Examples of using Yıkama in Turkish and their translations into English

{-}
  • Colloquial category close
  • Ecclesiastic category close
  • Ecclesiastic category close
  • Computer category close
  • Programming category close
Enzinonun kardeşini hatırlıyor musun, oto yıkama işleten?
Remember Enzino's brother, the guy who ran the car wash?
Mary çamaşırını çamaşır yıkama tahtasında elle yıkar.
Mary washes her laundry by hand on a washboard.
Bak ücretsiz araç yıkama.
Look, free car washes.
Araba yıkama.
Car washes.
Otoyola çıkıyorsun, araba yıkama yerlerine giriyorsun.
You just go to drive-throughs and car washes.
Yıkama konusunda kavga ettiğimizdeydi.
It's when we fought about the washing.
Otomatik yıkama mekanizmasını dene.
Test automatic washing mechanism.
Buffalo ve el yıkama işi gözlemlerden anlaşılabilirdi.

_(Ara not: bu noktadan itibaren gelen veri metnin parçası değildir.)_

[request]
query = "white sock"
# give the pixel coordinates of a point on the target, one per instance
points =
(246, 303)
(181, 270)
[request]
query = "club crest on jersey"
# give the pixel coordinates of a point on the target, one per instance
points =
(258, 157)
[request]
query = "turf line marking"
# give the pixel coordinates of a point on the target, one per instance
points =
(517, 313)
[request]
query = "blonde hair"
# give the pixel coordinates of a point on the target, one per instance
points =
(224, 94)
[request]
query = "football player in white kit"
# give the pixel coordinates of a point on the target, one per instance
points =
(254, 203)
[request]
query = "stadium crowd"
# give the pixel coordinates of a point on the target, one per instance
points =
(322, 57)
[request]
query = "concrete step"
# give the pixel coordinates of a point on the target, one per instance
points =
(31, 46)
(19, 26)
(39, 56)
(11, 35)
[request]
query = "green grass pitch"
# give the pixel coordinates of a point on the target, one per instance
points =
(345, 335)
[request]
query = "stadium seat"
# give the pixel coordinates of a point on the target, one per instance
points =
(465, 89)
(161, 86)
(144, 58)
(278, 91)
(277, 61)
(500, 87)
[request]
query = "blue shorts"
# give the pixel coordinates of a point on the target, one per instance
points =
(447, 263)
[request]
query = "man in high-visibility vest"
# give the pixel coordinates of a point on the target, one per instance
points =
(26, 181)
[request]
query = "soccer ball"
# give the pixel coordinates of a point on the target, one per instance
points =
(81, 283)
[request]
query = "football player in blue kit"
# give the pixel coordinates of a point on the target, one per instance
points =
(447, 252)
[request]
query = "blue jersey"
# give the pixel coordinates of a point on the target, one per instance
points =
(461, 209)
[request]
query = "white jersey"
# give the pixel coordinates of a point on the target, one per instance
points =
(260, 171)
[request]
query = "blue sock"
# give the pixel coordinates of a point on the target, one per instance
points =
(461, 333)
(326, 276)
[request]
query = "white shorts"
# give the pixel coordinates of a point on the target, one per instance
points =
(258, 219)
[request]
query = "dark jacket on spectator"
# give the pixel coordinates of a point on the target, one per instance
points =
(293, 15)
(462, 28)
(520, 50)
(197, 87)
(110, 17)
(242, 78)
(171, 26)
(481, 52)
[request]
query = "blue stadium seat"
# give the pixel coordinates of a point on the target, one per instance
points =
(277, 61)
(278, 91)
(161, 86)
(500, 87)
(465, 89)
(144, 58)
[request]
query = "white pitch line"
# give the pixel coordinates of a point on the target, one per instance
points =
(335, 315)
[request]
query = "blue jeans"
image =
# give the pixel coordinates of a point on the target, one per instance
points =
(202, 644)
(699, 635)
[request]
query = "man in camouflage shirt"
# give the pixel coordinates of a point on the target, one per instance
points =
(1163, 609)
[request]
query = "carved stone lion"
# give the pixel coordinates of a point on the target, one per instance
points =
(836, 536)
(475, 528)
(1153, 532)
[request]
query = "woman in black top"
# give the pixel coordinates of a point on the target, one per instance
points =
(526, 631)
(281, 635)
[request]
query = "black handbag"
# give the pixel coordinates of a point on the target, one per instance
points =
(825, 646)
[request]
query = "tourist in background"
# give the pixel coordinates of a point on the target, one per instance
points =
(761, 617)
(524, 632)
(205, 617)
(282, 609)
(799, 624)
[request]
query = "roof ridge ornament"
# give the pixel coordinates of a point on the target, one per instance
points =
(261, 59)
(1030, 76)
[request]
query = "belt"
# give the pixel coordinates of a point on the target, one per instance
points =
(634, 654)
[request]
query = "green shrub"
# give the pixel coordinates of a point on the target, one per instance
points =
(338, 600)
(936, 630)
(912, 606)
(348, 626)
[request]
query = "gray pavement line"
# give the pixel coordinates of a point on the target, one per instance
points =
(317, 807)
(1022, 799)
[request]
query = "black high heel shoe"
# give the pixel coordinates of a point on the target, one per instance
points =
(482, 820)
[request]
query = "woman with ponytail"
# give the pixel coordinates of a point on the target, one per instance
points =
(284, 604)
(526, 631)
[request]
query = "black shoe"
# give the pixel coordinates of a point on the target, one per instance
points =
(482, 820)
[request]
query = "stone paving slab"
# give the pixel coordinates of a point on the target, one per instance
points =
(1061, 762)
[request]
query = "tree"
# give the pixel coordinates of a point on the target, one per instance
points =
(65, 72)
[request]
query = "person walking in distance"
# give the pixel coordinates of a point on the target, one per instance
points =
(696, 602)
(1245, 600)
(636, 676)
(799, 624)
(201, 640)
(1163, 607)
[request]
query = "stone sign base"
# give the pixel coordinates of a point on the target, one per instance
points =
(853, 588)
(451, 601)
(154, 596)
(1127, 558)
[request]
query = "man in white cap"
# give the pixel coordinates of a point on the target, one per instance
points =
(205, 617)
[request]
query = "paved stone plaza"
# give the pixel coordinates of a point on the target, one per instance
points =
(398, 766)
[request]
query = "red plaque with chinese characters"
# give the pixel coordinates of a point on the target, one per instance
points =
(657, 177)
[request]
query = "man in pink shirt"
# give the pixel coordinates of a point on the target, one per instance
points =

Buffalo and the hand washing thing could have been derived through observation.
Yıkama işini nasıl yapıyorsunuz?
What do you do about the shampooing?
Yıkama forensik bir önlem olabilir.
Washing could be a forensic countermeasure.
Yıkama makinelerini, arabaları.
A washing machine, a car.
El yıkama genellikle enfeksiyonun yayılmasının önlenmesinde en önemli önlem olduğu düşünülmektedir.
Hand washing is generally considered to be the most important measure in preventing the spread of infection.
Bana yıkama düzeltmek ister misiniz?
Want me to fix the washer?
Yıkama için biraz su getirin, çabuk!
Bring some water for washing, quick!
Ben yıkama sabit.
I fixed the washer.
Cam yıkama, 18.00 dolar.
Window washing,$ 18.00.
Abby, yıkama kiti nerede?
Abby, where's that irrigation kit?
Ama beyin yıkama bir kabusa dönüşüyor.
Then the brain washing becomes a nightmare.
Onu yıkama fırsatı bulamadım.
Didn't get a chance to wash it.
Zemindeki yıkama makineleri çalışmıyor.
The base washing machines don't work.